Summary
Our letter sent today to Rt Hon Wes Streeting MP in regards to gender-critical ideology affecting trans peoples healthcare.
Our letter sent today to Rt Hon Wes Streeting MP
Dear Minister for Health and Social Care,
We write to express our grave concern that individuals who hold gender‑critical views are being permitted to participate in decisions directly affecting trans healthcare, including within regulatory and clinical settings, and that trans people themselves are often excluded from the same processes.
The fact that Professor George has been recused from the MHRA puberty blocker panel is a clear recognition that certain framings of sex and gender can distort clinical decision‑making.
However, the issue extends far beyond one individual, reaching into the wider healthcare workforce, including a minority of doctors, nurses, and other health professionals with gender‑critical views who continue to influence or scrutinise trans‑affirming care beyond trans people’s involvement.
We need to be explicit that no person whose gender‑critical beliefs result in discriminatory conduct towards trans people should hold any role in the delivery or governance of trans healthcare. Where such discrimination is identified, existing disciplinary and employment frameworks must be used to remove those individuals from positions of influence.
In the longer term, robust safeguards should be developed to prevent such individuals from being appointed to roles that shape or oversee trans healthcare in the first place. Those decisions must be taken by people with lived experience of being trans.

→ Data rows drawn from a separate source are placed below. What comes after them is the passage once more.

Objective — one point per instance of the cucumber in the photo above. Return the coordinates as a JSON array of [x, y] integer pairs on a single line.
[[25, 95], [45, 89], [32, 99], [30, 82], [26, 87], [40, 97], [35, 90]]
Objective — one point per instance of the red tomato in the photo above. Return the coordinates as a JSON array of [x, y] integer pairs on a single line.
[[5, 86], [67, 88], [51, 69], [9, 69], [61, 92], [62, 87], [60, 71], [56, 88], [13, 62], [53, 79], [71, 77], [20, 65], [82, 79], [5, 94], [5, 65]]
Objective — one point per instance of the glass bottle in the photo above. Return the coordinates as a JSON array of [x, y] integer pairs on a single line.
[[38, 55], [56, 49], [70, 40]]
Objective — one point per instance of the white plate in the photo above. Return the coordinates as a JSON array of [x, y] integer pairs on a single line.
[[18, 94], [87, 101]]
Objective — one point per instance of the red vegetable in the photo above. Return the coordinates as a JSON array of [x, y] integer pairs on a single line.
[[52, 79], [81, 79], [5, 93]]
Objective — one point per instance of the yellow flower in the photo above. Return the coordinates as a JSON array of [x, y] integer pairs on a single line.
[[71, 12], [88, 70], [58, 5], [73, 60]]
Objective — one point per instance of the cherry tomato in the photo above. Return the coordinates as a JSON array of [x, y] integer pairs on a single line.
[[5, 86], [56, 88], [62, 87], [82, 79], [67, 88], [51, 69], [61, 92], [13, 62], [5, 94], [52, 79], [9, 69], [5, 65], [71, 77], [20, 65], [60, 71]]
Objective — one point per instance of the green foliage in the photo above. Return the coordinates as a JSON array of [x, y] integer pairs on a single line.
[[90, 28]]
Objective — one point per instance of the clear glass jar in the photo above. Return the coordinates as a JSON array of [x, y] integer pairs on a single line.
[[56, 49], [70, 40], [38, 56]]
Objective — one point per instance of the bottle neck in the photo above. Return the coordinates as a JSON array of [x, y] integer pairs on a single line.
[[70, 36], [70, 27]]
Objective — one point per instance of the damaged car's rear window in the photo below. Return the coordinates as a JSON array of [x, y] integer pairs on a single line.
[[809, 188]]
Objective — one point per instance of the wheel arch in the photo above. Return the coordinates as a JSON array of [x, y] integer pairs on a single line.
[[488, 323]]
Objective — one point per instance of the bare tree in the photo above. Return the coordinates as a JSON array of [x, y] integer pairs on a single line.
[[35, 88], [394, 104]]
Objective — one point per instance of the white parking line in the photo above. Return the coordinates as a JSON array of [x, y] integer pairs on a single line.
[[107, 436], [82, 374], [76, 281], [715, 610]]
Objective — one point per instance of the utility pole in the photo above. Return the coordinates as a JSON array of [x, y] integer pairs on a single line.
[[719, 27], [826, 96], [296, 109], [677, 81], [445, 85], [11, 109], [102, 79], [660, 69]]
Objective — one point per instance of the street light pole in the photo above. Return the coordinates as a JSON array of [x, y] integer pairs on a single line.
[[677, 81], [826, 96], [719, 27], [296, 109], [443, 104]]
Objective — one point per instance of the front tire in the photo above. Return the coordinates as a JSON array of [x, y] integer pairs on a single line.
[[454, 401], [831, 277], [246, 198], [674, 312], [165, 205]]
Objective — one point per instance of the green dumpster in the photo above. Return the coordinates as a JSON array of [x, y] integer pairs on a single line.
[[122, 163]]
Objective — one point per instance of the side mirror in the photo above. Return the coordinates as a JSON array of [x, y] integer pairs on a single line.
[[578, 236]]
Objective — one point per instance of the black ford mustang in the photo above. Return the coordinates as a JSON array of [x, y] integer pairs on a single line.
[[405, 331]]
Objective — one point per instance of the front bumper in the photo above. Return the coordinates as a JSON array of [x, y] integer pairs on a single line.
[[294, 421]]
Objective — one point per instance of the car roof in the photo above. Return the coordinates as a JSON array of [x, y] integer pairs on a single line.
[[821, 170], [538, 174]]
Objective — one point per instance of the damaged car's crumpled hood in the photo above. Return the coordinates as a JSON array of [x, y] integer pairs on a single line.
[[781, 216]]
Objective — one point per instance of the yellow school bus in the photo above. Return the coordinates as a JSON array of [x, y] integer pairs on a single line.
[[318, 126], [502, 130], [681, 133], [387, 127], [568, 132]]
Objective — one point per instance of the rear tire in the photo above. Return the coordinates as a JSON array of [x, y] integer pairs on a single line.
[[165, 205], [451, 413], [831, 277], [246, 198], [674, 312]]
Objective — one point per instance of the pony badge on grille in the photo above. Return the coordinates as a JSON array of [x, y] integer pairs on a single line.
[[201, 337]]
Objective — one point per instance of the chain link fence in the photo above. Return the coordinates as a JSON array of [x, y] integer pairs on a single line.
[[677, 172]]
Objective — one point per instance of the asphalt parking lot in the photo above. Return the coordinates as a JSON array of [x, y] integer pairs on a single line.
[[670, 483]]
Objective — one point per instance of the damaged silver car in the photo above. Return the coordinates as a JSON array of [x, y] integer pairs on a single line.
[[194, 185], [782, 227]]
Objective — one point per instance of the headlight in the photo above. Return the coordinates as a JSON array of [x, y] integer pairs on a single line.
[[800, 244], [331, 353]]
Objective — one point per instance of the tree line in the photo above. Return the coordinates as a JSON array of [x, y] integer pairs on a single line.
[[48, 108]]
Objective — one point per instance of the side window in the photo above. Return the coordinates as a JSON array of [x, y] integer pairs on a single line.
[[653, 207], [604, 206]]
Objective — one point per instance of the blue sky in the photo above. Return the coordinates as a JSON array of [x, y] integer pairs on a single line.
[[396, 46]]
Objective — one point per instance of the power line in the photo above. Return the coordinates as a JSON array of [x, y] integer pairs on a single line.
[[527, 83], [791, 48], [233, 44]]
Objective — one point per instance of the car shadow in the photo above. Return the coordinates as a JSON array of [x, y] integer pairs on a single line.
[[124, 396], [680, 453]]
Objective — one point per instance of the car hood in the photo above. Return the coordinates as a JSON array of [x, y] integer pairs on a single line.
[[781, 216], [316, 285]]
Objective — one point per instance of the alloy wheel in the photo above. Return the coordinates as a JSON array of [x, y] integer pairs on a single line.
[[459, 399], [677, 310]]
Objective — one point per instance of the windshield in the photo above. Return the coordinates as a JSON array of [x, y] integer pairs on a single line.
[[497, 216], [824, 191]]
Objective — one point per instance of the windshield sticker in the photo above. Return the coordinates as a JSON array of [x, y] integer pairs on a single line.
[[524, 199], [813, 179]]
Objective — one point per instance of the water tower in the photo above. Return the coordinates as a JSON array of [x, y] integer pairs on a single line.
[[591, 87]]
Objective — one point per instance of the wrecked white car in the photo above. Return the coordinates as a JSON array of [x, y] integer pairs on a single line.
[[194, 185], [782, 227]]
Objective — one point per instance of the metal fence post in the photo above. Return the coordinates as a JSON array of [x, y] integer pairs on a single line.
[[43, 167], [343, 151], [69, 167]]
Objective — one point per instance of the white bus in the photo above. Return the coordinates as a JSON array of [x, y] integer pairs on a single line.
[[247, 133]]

Trans people are experts in their own health and wellbeing, and their voices must be central to the design, monitoring, and reform of trans‑inclusive services.
We recognise that gender‑critical beliefs are protected under Article 9 ECHR and the Equality Act 2010, and we fully respect the right of individuals to hold such beliefs.
However, when those beliefs are manifested in ways that discriminate against trans people, restrict access to care, or undermine trans‑affirming treatment, they cross the line into what can reasonably be described as an “objectionable manifestation of belief”.
Trans people in the UK continue to face significant prejudice and discrimination, and a substantial portion of that prejudice is rooted in gender‑critical ideology, which frequently targets trans identities and gender‑affirming care. That pattern of animus is commonly understood as transphobia.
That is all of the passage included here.